No comparisons against GPT-4 except on three benchmarks where PaLM 2 does better...

reaperman · on May 10, 2023

I can't think of a paper where Google didn't present sparse or entirely lacking metrics vs. its peers. They do a good job of presenting architectures that they're excited about internally, enough detail to take the concepts and run with them. They also do a good job of showing why the new architecture is generally viable. They just miss out on detailed benchmark comparisons is all. And model weights, obviously, but there's still enough information to generally reproduce the concept.

I'm personally extremely excited about anything related to PaLM or google's multi-modal efforts.

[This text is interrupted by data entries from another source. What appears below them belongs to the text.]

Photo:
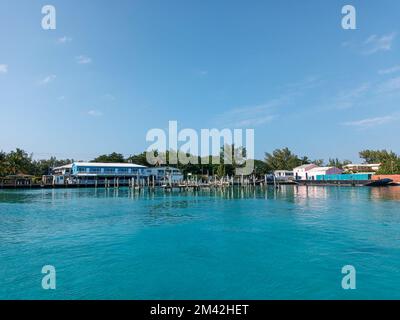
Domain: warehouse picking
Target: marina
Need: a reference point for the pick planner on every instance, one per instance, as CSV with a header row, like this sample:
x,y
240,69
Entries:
x,y
232,243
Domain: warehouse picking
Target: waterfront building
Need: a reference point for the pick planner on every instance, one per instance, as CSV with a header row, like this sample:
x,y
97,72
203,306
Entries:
x,y
323,171
345,177
301,172
352,167
114,173
283,175
96,172
164,174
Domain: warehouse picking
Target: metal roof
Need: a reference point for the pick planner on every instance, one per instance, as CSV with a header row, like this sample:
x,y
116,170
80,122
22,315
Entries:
x,y
109,165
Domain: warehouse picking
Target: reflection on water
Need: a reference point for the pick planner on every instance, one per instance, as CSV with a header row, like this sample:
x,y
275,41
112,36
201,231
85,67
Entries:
x,y
299,194
210,243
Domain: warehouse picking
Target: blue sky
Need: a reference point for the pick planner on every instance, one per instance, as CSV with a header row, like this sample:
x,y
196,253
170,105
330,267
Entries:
x,y
112,70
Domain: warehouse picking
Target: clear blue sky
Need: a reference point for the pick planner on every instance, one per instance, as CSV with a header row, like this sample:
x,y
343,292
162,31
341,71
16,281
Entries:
x,y
112,70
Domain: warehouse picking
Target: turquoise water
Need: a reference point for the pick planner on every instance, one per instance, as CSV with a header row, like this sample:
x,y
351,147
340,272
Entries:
x,y
263,244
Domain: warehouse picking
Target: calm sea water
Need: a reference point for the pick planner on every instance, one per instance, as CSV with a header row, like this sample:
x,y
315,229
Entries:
x,y
263,244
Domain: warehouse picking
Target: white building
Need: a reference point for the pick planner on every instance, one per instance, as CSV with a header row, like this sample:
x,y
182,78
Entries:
x,y
283,175
322,171
301,173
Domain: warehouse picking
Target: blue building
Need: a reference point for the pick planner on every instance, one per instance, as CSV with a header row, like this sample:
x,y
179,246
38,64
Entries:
x,y
98,173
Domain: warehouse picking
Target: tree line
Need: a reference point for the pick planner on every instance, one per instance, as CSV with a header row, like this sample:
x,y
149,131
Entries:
x,y
20,162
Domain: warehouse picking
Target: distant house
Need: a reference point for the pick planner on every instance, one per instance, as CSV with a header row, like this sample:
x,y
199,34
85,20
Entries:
x,y
323,171
301,173
90,172
165,174
373,167
284,175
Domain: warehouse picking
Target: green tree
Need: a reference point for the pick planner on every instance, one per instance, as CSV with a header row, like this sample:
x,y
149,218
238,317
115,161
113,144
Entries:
x,y
221,170
377,156
283,159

They're almost always worth the read.

tempusalaria · on May 10, 2023

Most of the GPT-4 benchmarks from their report were things like AP tests or leer code scores. Which aren’t benchmarks that can be compared by a different set of researchers as you don’t know the constituent parts of the test to run

YetAnotherNick · on May 10, 2023

GPT-4 report has MMLU score, which is believed to one of the most important metric for question answering task. GPT-4 MMLU score is slightly higher than PaLM 2(86 vs 81). Google didn't compare it in with PaLM 2 in this paper.

in3d · on May 11, 2023

86 vs 81 is not slightly higher. It’s 26% fewer wrong answer.

pama · on May 10, 2023

Table 2 of the OpenAI report had 7 public benchmarks and figure 5 had another 27.